Their correspondence helped Rizal stay focused on his studies in Europe. They employed codes in their letters because Rivera's mother did not favor Rizal. In a letter from Mariano Katigbak dated June 27, 1884, she referred to Rivera as Rizal's "betrothed". Katigbak described Rivera as having been greatly affected by Rizal's departure, and frequently sick because of insomnia.

Before Rizal returned to the Philippines on August 5, 1887, Rivera and her family had moved back to Dagupan, Pangasinan. Rizal's father forbade the young man to see Rivera in order to avoid putting her family in danger. Rizal was already labeled by the criollo elite as a filibustero or subversive[35] because of his novel Noli Me Tángere. Rizal wanted to marry Rivera while he was still in the Philippines because she had been so faithful to him. Rizal asked permission from his father one more time before his second departure from the Philippines, but he never met her again.

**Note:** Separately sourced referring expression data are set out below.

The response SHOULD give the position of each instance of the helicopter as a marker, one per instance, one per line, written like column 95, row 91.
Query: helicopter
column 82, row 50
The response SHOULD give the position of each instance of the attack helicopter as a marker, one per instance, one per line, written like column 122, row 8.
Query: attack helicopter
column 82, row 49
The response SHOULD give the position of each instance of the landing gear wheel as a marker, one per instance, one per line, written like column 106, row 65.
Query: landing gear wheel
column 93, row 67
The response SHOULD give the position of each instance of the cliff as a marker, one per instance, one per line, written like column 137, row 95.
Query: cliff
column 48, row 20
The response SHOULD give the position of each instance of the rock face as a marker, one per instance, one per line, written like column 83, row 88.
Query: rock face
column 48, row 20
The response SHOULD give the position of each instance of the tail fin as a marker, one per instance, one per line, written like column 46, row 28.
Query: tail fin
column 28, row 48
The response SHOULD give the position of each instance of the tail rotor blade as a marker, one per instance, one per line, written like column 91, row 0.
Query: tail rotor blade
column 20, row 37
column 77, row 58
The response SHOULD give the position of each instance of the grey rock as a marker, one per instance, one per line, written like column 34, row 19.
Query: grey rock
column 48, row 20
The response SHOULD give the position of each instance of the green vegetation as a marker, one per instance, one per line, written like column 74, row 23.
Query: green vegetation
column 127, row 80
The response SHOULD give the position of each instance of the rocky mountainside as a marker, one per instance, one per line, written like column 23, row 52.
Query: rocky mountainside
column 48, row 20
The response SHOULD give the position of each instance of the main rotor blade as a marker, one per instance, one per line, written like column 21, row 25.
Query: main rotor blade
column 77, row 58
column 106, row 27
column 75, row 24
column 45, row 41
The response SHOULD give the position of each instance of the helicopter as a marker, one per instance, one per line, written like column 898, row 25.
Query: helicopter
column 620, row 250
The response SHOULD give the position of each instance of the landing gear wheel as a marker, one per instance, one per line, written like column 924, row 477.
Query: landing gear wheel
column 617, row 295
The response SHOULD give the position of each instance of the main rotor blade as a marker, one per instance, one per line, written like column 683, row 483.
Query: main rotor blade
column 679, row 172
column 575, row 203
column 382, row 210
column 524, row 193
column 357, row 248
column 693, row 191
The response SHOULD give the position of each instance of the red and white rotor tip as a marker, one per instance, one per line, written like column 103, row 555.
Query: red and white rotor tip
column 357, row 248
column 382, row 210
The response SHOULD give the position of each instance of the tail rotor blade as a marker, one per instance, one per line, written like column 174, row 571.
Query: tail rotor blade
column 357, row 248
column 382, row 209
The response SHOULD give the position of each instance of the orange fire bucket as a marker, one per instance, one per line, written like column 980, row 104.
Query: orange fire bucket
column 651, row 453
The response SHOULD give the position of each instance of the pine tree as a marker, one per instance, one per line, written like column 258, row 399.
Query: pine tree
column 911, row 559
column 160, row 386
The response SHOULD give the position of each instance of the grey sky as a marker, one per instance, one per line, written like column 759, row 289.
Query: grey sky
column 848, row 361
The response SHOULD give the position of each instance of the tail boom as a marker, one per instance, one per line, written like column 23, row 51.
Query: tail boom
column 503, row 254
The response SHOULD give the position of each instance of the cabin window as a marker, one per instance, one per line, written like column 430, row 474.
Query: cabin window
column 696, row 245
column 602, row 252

In 1888, Rizal stopped receiving letters from Rivera for a year, although he continued to write to her. Rivera's mother favored an Englishman named Henry Kipping, a railway engineer who fell in love with Rivera.[35][36] The news of Leonor Rivera's marriage to Kipping devastated Rizal.

His European friends kept almost everything he gave them, including doodlings on pieces of paper. He had visited Spanish liberal, Pedro Ortiga y Pérez, and impressed the man's daughter, Consuelo, who wrote about Rizal. In her diary, she said Rizal had regaled them with his wit, social graces, and sleight-of-hand tricks. In London, during his research on Antonio de Morga's writings, he became a regular guest in the home of Reinhold Rost of the British Museum, who referred to him as "a gem of a man."[29][note 7] The family of Karl Ullmer, pastor of Wilhelmsfeld, and the Blumentritts in Germany saved even napkins that Rizal had made sketches and notes on. They were ultimately bequeathed to the Rizal family to form a treasure trove of memorabilia.

Relationship with Josephine Bracken

Josephine Bracken was Rizal's common-law wife whom he reportedly married shortly before his execution.